¿Cómo puedo Orar?

Tal vez hayas escuchado que orar es importante pero, ¿cómo empiezas?

¿Recuerdas cuando aprendiste a leer? Casi todos aprendemos, en primer lugar, identificando letras y sus sonidos; en segundo lugar, combinando esas letras para formar palabras y, finalmente, combinando las palabras para formar frases y oraciones. Avanzamos de libros ilustrados a libros con capítulos, según mejoraron nuestras destrezas. Sin embargo, comenzamos de manera sencilla—con el alfabeto y el deseo de aprender.

Aprender a orar no es tan diferente. La oración, el acto de comunicar un mensaje a Dios, puede parecer intimidante—¡y solo pensar en orar en público puede paralizarte! Ayuda recordar que cuando oras, te estás dirigiendo a un Dios que te ama y que desea oír lo que tienes que decir.

Solo Empieza

Orar, en su nivel más básico, es sencillamente hablar con Dios. Así que empieza a hablar.

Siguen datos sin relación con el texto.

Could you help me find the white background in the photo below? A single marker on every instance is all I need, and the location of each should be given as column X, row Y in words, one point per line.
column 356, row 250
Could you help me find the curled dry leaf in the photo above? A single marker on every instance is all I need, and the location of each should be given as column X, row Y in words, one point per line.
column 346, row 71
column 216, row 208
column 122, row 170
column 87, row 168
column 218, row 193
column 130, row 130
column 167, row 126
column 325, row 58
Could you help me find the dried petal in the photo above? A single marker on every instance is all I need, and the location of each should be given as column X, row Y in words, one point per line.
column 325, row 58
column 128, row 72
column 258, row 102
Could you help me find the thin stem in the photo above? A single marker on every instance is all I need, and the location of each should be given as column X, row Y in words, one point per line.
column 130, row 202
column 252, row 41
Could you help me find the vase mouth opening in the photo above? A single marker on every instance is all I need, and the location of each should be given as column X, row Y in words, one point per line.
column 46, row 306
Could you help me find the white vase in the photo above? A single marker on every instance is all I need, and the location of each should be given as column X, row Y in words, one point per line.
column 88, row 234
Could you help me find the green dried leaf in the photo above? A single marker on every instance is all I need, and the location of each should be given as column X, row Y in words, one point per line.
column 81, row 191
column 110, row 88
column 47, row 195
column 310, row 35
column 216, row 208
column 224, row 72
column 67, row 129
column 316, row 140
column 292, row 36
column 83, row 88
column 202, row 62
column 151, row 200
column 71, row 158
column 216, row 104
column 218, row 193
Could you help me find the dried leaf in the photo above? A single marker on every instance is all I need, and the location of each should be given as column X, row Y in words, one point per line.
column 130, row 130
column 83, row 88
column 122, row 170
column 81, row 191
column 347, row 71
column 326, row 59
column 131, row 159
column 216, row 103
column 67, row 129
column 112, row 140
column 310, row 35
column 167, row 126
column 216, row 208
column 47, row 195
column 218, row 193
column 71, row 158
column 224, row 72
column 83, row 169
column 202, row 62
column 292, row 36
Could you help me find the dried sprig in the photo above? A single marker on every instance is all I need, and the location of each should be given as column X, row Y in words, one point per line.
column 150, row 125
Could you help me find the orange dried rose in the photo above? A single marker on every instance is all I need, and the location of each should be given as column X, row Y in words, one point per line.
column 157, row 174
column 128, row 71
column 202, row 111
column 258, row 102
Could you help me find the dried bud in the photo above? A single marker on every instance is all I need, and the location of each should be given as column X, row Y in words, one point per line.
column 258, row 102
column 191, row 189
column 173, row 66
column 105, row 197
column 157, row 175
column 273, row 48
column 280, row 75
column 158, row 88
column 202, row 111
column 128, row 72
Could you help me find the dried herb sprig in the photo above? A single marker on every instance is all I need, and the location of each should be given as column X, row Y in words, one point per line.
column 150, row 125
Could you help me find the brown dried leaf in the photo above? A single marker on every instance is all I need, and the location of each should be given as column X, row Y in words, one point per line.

Tus oraciones no recibirán una nota ni se compararán con las de nadie. No tienes que sonar “espiritual” ni citar versículos de la Biblia cuando hablas con Dios. Puedes sencillamente hablar con Dios como si estuvieras hablando con un amigo. Si sientes que no tienes idea de cómo “solo empezar” o que te sientes incómodo mientras hablas con Dios, entonces estás de suerte. La Biblia es una gran fuente para aprender cómo orar. El libro completo de Salmos se compone de todo tipo de oraciones—oraciones de alabanza, pedidos y lamentaciones. Puedes también leer las oraciones del mismo Jesús.

No Dejes de Orar

Una vez que empieces, no dejes de orar. El Apóstol Pablo instruyó a los creyentes en la iglesia de Tesalónica: “…oren sin cesar, den gracias a Dios en toda situación, porque esta es su voluntad para ustedes en Cristo Jesús”. 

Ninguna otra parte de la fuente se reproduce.